Food pantries try to keep up

In the office of the two-story house that serves as the Fourth Ward food pantry, Lois Flaniken sits surrounded by cans, bags, and boxes and talks about the people she serves. ``We're seeing a lot of what they call the new poor,'' she says, ``people who had $500-to-$600-a-month apartments, a nice car, a good job, fancy clothes, and who don't have any of that now. It's people who've never gone through this hardship in their life.''

Mrs. Flaniken's pantry, sponsored by the black congregation of Mt. Horeb Baptist Church, is one of 121 such outlets in Houston that distribute three-day emergency food supplies. Eleven years ago the city's Metropolitan Ministries Hunger Coalition started out with only six pantries.

But Ellen Mitchell, director of the Hunger Coalition, worries that with the suburbs concentrating more on ``their own,'' there will be less help for neighborhoods inhabited by the ``traditional poor'' - like the Fourth Ward.

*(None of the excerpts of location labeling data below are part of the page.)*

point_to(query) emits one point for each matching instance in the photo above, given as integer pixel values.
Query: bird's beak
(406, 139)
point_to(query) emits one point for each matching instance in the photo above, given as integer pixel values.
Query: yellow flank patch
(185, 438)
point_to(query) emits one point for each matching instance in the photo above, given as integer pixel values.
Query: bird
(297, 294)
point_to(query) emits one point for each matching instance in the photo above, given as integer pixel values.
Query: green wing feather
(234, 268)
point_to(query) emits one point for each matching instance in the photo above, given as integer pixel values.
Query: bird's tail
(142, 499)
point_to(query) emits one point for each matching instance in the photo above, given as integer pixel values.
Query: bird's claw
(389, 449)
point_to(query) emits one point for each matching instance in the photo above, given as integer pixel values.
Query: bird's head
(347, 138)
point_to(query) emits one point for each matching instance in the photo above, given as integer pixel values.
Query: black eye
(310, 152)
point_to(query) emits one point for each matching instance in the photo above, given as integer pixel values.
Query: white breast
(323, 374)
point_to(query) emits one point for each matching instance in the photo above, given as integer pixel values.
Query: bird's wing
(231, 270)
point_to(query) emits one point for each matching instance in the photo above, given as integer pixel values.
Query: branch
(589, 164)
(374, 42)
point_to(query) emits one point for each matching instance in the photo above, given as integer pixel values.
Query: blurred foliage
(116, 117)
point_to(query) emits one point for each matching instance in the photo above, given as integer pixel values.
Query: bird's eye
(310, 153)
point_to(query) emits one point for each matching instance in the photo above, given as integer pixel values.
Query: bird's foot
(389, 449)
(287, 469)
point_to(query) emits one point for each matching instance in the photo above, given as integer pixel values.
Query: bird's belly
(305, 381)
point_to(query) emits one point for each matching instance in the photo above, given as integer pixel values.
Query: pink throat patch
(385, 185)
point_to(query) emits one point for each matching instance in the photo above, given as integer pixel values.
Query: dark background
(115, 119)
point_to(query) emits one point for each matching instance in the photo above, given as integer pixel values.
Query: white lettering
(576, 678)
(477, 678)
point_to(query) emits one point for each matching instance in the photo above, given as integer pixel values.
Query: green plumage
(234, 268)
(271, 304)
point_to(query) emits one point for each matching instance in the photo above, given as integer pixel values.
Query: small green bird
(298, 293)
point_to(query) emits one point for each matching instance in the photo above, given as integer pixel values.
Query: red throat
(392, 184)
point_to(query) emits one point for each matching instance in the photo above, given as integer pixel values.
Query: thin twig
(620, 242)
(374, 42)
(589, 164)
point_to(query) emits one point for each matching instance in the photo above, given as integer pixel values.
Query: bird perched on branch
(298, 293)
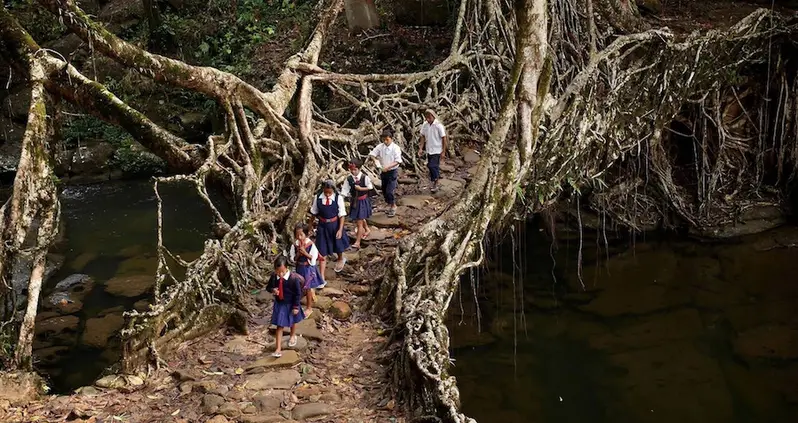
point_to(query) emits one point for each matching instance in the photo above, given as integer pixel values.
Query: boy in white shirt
(433, 135)
(388, 158)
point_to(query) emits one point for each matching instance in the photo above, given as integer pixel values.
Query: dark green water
(111, 233)
(664, 331)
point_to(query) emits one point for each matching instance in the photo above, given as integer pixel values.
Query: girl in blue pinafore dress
(357, 186)
(287, 289)
(305, 254)
(331, 238)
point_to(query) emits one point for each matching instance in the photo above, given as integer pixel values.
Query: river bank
(336, 372)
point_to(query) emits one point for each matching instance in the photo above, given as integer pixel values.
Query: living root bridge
(616, 105)
(555, 120)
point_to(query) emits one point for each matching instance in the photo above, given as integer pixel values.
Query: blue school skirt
(283, 316)
(311, 275)
(361, 209)
(326, 241)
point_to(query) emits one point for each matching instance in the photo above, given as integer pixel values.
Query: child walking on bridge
(358, 185)
(305, 254)
(331, 238)
(287, 289)
(388, 158)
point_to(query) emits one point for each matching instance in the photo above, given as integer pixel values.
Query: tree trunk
(34, 197)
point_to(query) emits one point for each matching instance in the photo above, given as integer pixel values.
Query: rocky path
(334, 374)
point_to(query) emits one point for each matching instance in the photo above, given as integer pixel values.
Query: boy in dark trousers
(388, 158)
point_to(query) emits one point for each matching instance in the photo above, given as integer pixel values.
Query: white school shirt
(346, 189)
(387, 154)
(314, 252)
(314, 209)
(433, 134)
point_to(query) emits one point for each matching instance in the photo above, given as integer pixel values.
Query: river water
(664, 330)
(110, 236)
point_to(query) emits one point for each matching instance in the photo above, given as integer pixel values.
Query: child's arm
(298, 282)
(272, 285)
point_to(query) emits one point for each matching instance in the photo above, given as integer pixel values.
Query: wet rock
(141, 305)
(264, 419)
(306, 411)
(51, 355)
(341, 310)
(381, 220)
(58, 327)
(78, 285)
(768, 342)
(323, 303)
(653, 7)
(100, 329)
(236, 345)
(186, 388)
(268, 402)
(470, 156)
(129, 286)
(281, 379)
(90, 158)
(307, 328)
(301, 345)
(419, 202)
(359, 289)
(205, 386)
(66, 45)
(20, 388)
(751, 221)
(378, 234)
(448, 188)
(230, 410)
(124, 383)
(211, 403)
(138, 266)
(88, 391)
(81, 261)
(288, 359)
(61, 302)
(422, 12)
(185, 375)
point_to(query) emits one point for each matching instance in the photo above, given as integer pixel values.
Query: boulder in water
(129, 286)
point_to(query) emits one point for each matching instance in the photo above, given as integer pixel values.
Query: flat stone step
(288, 359)
(280, 379)
(381, 220)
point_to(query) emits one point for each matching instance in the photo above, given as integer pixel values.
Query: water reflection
(110, 233)
(665, 331)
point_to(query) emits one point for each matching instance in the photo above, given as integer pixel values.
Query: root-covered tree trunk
(565, 101)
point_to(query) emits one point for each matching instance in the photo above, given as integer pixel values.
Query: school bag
(354, 193)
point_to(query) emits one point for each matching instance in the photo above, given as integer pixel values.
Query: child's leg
(309, 301)
(278, 338)
(358, 233)
(322, 267)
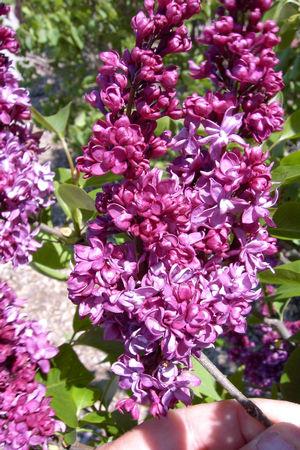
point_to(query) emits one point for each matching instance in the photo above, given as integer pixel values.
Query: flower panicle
(172, 260)
(26, 186)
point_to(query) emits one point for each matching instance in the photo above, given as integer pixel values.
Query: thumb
(282, 436)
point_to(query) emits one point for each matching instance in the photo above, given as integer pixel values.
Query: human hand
(217, 426)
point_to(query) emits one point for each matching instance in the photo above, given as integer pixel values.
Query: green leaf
(100, 180)
(71, 368)
(75, 197)
(108, 389)
(60, 201)
(80, 324)
(287, 219)
(66, 384)
(286, 273)
(287, 290)
(53, 254)
(63, 175)
(286, 174)
(56, 123)
(290, 379)
(76, 37)
(291, 159)
(291, 129)
(83, 397)
(61, 398)
(94, 417)
(124, 422)
(51, 273)
(70, 437)
(94, 338)
(51, 260)
(208, 385)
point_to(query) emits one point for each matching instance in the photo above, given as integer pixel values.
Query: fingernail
(273, 441)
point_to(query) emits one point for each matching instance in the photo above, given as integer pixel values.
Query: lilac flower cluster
(171, 262)
(26, 418)
(263, 353)
(135, 90)
(240, 61)
(25, 184)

``I sympathize with middle-class families who have lost jobs,'' she says, ``but often for them it means going from two incomes to one. It's more of a life style change [than genuine hardship].''

According to Ms. Mitchell, those suffering most are the traditional poor who often find a new group of better-educated, more mobile, and savvier people competing for the same jobs and resources.

A joke is making the rounds in Houston: What do you call a petroleum engineer in 1987 Houston? Hey, waiter!

In another part of town, hundreds of bag lunches are being distributed by the food pantry at the large and lawn-surrounded St. Paul's Methodist Church.

``We're finding ourselves serving more needs than just food,'' says Bobbie Kidd, who has been the pantry director for four years. ``We go into the homes and help with utilities, and we have to deal with the parolees and mental cases that are being put out on the streets.'' Mrs. Kidd works with a coalition of 11 congregations, which she says are giving more than ever before.

But Mitchell says new donations to the Hunger Coalition are slowing, and that ultimately the city's churches and charitable organizations won't be able to fill the need. ``At some point the state has to take a more helpful role,'' she says.